The three violin sonatas on this CD date from the early and late phases of Cyril Scott’s long career as a composer, yet there is not a dramatic change in his style and expression between them, even though the Sonata No. 1 was written in 1908 and the Sonata Melodica and the Violin Sonata No. 3 were written in 1950 and 1955, respectively. The lyrical strain of Scott’s music is a constant element and a crucial connection between all three works, and their shared impressionistic harmonies, discursive developments, and ambiguous moods make them seem quite closely related, as does their idiosyncratic tonality. On this 2010 Naxos release, a strong feeling of continuity is maintained in the smooth and evenly controlled playing of violinist Clare Howick and pianist Sophia Rahman, who deliver the works with subtlety and a wide range of tones and sonorities that keep these sonatas interesting, even when they seem overwhelmed with their brooding emotions. The sound of this album is vibrant and clear, and every pitch is fully audible...



David Denton
David's Review Corner, July 2010

In the past few years I have reviewed a number of Cyril Scott discs on various labels, and have become increasingly aware of the sad neglect into which his music had plunged following his death in 1970. Born in 1879 in the musically unfashionable northern England, his ‘serious’ output did fall victim, even in his own lifetime, to his sizable output of salon music that lodged his name in that genre. Trained in Germany as part of the group that included Roger Quilter, Balfour Gardiner and Percy Grainger, his return to the UK was marked by favourable comments for his compositions.
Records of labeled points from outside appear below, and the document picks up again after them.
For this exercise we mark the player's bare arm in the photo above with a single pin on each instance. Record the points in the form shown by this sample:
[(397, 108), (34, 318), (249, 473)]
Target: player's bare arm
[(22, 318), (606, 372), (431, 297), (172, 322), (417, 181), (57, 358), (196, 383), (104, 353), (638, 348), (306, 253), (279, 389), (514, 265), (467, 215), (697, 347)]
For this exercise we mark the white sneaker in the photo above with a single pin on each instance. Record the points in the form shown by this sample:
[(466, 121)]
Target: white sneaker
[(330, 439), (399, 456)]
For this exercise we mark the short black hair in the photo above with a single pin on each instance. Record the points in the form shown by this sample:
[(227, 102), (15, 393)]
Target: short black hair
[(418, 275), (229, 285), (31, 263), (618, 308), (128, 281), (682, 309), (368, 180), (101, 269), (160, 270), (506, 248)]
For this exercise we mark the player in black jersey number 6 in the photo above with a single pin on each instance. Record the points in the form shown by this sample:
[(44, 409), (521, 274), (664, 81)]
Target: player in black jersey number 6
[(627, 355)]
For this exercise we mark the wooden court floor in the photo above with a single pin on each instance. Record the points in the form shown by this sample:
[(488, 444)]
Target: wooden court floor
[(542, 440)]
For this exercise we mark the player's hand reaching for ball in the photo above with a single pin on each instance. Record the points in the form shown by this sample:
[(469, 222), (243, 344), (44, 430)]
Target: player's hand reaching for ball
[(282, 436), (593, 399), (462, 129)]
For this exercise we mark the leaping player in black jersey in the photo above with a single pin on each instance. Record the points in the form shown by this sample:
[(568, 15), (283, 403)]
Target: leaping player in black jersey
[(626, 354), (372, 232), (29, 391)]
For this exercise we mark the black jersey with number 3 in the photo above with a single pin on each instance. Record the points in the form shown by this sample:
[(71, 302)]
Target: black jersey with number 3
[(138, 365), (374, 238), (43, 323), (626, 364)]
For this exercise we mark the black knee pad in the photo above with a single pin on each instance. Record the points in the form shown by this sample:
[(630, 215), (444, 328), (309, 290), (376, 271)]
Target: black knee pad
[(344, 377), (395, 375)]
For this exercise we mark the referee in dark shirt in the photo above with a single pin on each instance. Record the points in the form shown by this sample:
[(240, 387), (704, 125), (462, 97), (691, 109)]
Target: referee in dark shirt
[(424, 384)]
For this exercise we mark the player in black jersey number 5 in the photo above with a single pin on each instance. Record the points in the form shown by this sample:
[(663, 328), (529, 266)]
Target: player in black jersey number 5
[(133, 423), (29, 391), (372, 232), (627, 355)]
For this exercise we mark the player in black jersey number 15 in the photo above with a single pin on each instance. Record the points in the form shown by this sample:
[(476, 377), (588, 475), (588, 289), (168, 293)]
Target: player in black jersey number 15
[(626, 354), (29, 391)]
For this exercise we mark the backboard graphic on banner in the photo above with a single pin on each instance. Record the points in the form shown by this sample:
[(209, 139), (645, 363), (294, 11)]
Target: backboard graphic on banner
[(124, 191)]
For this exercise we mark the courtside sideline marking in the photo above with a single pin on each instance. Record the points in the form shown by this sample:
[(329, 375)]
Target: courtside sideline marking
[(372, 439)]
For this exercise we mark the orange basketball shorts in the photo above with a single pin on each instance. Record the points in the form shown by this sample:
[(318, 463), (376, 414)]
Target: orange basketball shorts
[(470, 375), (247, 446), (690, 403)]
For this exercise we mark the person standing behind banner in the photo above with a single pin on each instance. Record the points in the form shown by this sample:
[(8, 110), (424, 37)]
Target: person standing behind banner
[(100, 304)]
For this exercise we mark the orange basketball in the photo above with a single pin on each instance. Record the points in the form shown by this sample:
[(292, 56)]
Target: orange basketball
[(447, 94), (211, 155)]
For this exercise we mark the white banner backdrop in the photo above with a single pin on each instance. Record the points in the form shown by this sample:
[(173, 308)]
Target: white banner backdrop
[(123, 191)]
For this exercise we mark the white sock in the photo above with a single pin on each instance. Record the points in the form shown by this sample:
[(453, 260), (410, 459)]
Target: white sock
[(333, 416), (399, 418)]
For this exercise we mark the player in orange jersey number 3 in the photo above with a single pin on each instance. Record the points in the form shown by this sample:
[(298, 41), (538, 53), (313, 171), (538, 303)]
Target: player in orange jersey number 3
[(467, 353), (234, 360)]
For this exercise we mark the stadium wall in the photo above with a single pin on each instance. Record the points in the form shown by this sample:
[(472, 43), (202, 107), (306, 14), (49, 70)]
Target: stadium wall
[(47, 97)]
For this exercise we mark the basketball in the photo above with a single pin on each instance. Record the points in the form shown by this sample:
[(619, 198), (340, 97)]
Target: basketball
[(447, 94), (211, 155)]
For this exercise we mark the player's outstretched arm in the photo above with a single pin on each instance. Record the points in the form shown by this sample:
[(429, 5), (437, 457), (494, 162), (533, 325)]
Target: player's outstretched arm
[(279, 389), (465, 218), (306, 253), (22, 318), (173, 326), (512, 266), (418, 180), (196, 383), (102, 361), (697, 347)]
In the field of chamber music the works for violin and piano were an important sector and included four sonatas. So what should you expect? The harmonies come from the world of French Impressionists; the erotic language is taken from the school of the late romantics, and its strongly melodic input rejecting the language of the serialists. The two sonatas on the disc show how little his style changed through his life, the First coming from 1908 and the Third from 1955, their potent sensuality and intensity highlighted by Clare Howick’s very generous vibrato. They are both sizeable works, the piano part often an underpinning voice, but when allowed to speak, as in the solo opening to the second movement of the first sonata, it has that beautiful mysticism we find in Debussy. Sophia Rahman, one of the most highly regarded accompanists in the UK, is a most sensitive partner, and a highly nimble one in the scherzo of the first sonata. The Sonata Melodica, from 1950 is much in the same language, the 1721 Stradivarius singing elegantly throughout the disc.